Google Drive

This article covers all the necessary steps to access and manage files on Google Drive, Google's cloud storage solution, from inside DataLab.

Setup

Before you can run Python code to programmatically access data in Google Sheets, you need to the following steps, which we will go through in detail step by step:

  • Enable the Google Sheets API

  • Create a Google service account for programmatic access.

  • Share the files you want to access with the service account.

  • Store the service account credentials in DataLab.

Enable the Google Drive API

  • Make sure you’re signed in with your Google account.

  • Navigate to the Google API Library

  • Create a new project by clicking in the dropdown on the navbar.

  • Search for the “Google Drive API” and enable it. This can take up to 10 seconds.

Configure a Google Service Account

  • In the “APIs and services” navbar on the left, go to the “Credentials tab”

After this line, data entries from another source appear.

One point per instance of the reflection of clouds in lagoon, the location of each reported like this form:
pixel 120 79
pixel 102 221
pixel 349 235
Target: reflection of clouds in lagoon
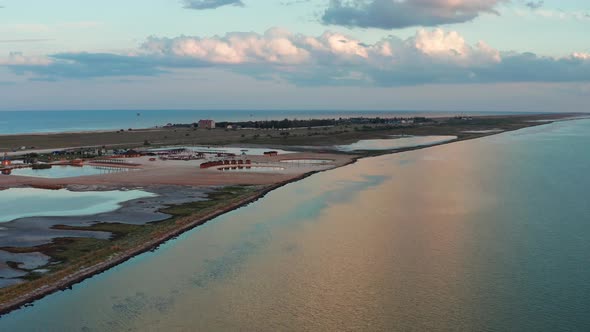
pixel 394 143
pixel 63 202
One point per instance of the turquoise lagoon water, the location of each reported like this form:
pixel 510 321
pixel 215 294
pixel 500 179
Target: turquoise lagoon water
pixel 30 202
pixel 482 235
pixel 395 143
pixel 57 172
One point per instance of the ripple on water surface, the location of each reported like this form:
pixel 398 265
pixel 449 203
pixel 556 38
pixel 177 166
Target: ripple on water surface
pixel 395 143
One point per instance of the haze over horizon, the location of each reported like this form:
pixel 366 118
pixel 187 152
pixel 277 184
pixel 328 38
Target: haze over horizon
pixel 427 55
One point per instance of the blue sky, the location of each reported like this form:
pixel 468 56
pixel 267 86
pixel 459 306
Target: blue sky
pixel 295 54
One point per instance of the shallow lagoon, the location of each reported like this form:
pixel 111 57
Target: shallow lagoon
pixel 482 235
pixel 58 172
pixel 395 143
pixel 30 202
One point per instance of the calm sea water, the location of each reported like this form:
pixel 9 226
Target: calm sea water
pixel 483 235
pixel 17 122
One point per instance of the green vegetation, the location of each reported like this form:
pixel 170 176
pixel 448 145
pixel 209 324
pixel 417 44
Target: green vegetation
pixel 70 255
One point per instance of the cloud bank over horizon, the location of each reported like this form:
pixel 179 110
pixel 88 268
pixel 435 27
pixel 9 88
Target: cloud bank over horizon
pixel 330 59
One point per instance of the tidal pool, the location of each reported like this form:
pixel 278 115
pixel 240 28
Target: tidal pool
pixel 58 172
pixel 394 143
pixel 480 235
pixel 30 202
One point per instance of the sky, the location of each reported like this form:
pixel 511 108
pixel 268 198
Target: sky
pixel 463 55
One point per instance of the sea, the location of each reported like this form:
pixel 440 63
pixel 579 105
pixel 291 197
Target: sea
pixel 488 234
pixel 20 122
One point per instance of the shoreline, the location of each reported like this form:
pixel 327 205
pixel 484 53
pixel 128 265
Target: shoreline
pixel 153 243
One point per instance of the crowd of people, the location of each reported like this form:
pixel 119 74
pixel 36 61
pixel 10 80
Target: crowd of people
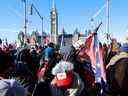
pixel 63 71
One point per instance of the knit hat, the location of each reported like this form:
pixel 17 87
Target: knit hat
pixel 61 67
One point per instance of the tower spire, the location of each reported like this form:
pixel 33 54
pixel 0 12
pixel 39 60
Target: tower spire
pixel 53 4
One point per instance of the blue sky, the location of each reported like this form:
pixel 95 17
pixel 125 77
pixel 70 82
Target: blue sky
pixel 72 14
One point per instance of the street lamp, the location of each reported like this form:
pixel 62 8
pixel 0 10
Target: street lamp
pixel 31 13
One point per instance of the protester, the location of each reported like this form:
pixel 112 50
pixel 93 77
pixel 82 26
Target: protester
pixel 8 87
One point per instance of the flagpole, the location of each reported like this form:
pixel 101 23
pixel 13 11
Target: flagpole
pixel 25 17
pixel 107 19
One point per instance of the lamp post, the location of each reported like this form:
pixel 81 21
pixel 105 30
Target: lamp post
pixel 33 7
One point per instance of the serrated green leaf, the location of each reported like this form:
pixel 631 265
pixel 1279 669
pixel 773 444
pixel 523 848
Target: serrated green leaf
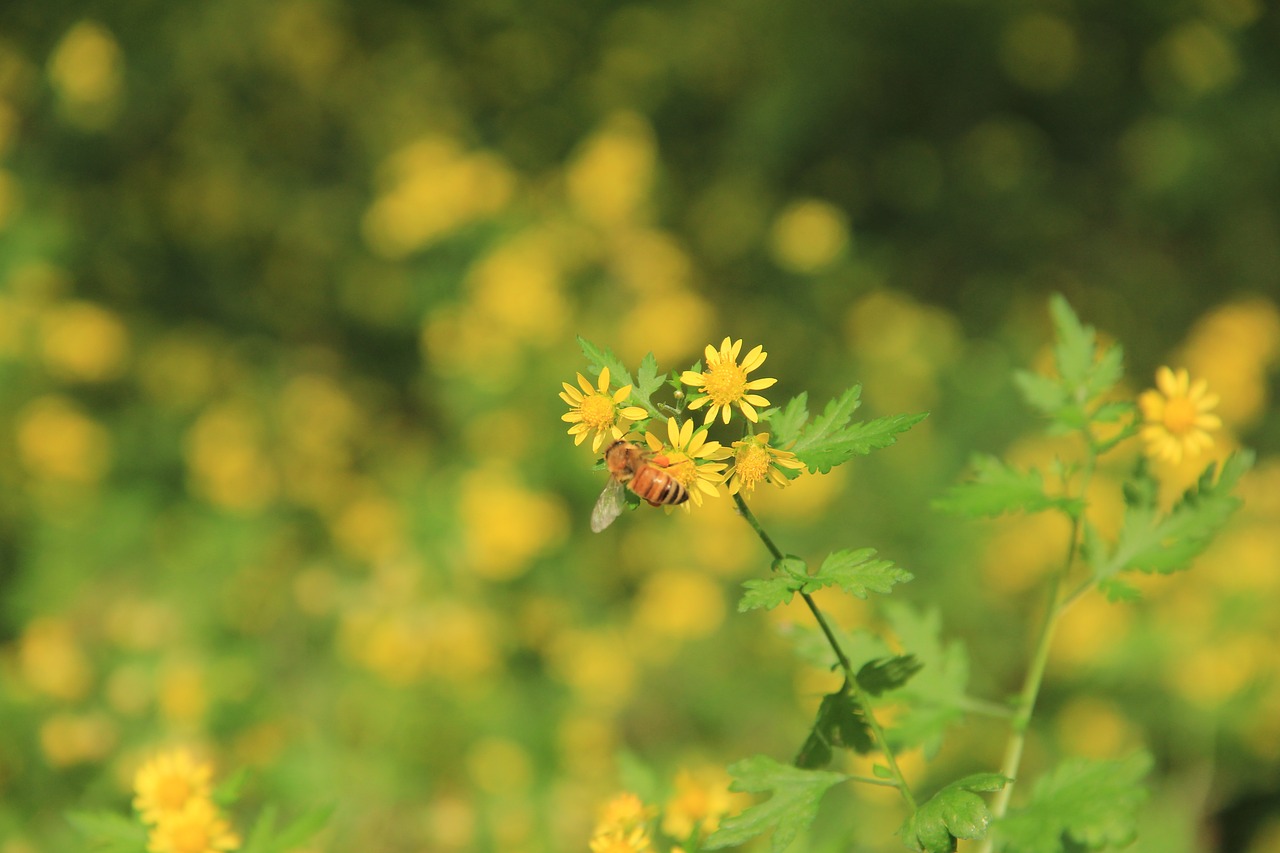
pixel 1156 542
pixel 603 357
pixel 997 488
pixel 887 674
pixel 840 724
pixel 935 698
pixel 858 574
pixel 786 423
pixel 767 593
pixel 954 812
pixel 791 807
pixel 1093 803
pixel 109 833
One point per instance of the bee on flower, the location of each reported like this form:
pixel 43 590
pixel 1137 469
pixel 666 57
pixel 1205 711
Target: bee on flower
pixel 723 382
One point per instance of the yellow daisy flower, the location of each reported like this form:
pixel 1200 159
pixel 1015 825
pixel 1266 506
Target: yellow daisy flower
pixel 196 828
pixel 725 383
pixel 755 461
pixel 169 781
pixel 1176 416
pixel 691 459
pixel 595 409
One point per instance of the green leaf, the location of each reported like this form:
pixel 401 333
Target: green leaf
pixel 791 808
pixel 786 423
pixel 840 724
pixel 1093 803
pixel 935 698
pixel 856 574
pixel 997 488
pixel 648 381
pixel 887 674
pixel 954 812
pixel 599 359
pixel 1150 541
pixel 110 833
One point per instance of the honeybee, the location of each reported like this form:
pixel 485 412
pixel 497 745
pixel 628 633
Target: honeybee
pixel 643 473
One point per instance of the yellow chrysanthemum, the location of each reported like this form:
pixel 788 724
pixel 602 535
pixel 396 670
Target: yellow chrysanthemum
pixel 725 383
pixel 755 461
pixel 595 409
pixel 197 828
pixel 691 459
pixel 169 781
pixel 615 842
pixel 1176 416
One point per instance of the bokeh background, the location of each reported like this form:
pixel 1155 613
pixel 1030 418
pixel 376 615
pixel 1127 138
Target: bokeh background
pixel 287 292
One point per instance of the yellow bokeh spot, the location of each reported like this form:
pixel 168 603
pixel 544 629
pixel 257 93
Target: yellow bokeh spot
pixel 227 461
pixel 808 236
pixel 429 190
pixel 56 441
pixel 86 67
pixel 506 525
pixel 1095 728
pixel 679 605
pixel 499 766
pixel 77 738
pixel 51 660
pixel 1040 51
pixel 83 342
pixel 611 177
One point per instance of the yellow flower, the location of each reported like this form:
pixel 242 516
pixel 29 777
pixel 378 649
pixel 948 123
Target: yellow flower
pixel 691 459
pixel 1175 418
pixel 169 781
pixel 197 828
pixel 595 409
pixel 754 461
pixel 725 382
pixel 618 842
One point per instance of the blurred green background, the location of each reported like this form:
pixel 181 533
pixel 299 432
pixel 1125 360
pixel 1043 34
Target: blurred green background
pixel 287 292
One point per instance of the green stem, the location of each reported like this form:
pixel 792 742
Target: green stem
pixel 855 694
pixel 1025 706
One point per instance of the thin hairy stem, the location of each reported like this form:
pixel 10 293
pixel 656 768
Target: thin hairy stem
pixel 855 694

A Google service account is a special kind of account that can be used by programs to access Google resources like your Drive. You will use this service account to connect DataLab to Google Drive.

You only have to set up this Google service account once for every Google account that you want to access Google resources with; you can skip this step the next time.

Follow the steps below to create the service account and generate the necessary credentials:

  • Click on “+ CREATE CREDENTIALS” and select “Service Account”

    • In the first step (service account details), provide a name for the service account, e.g., “google-operator” and click on “Create and continue”

    • In the second step, select the “Owner” role and click “Continue”

    • In the third step, don’t change anything and click “Done”

  • Once back on the Credentials page, click on the service account you just created.

  • Go to the Keys tab, click “Add Key > Create new key”

  • Choose “JSON”, then click “Create.” The JSON file with your service account credentials will automatically download to your computer.

You now have a service account and a JSON credentials file! Head over to your Downloads folder or wherever the JSON file was downloaded, open it up, and have a look. It should look something like this:

{
  "type": "service_account",
  "project_id": "<your-project-name>",
  "private_key_id": "<something-private>",
  "private_key": "-----BEGIN PRIVATE KEY-----\nM<some-very-private-stuff\n",
  "client_email": "google-operator@steam-verve-386214.iam.gserviceaccount.com",
  "client_id": "123456789012345678901",
  "auth_uri": "https://accounts.google.com/o/oauth2/auth",
  "token_uri": "https://oauth2.googleapis.com/token",
  "auth_provider_x509_cert_url": "https://www.googleapis.com/oauth2/v1/certs",
  "client_x509_cert_url": "https://www.googleapis.com/robot/v1/metadata/x509/gsheets-operator%40<project-name>.iam.gserviceaccount.com"
}

There’s a client_email field in there, along the lines of google-operator@<google-project-name>.iam.gserviceaccount.com. Copy this email to your clipboard; you’ll need it in the next step.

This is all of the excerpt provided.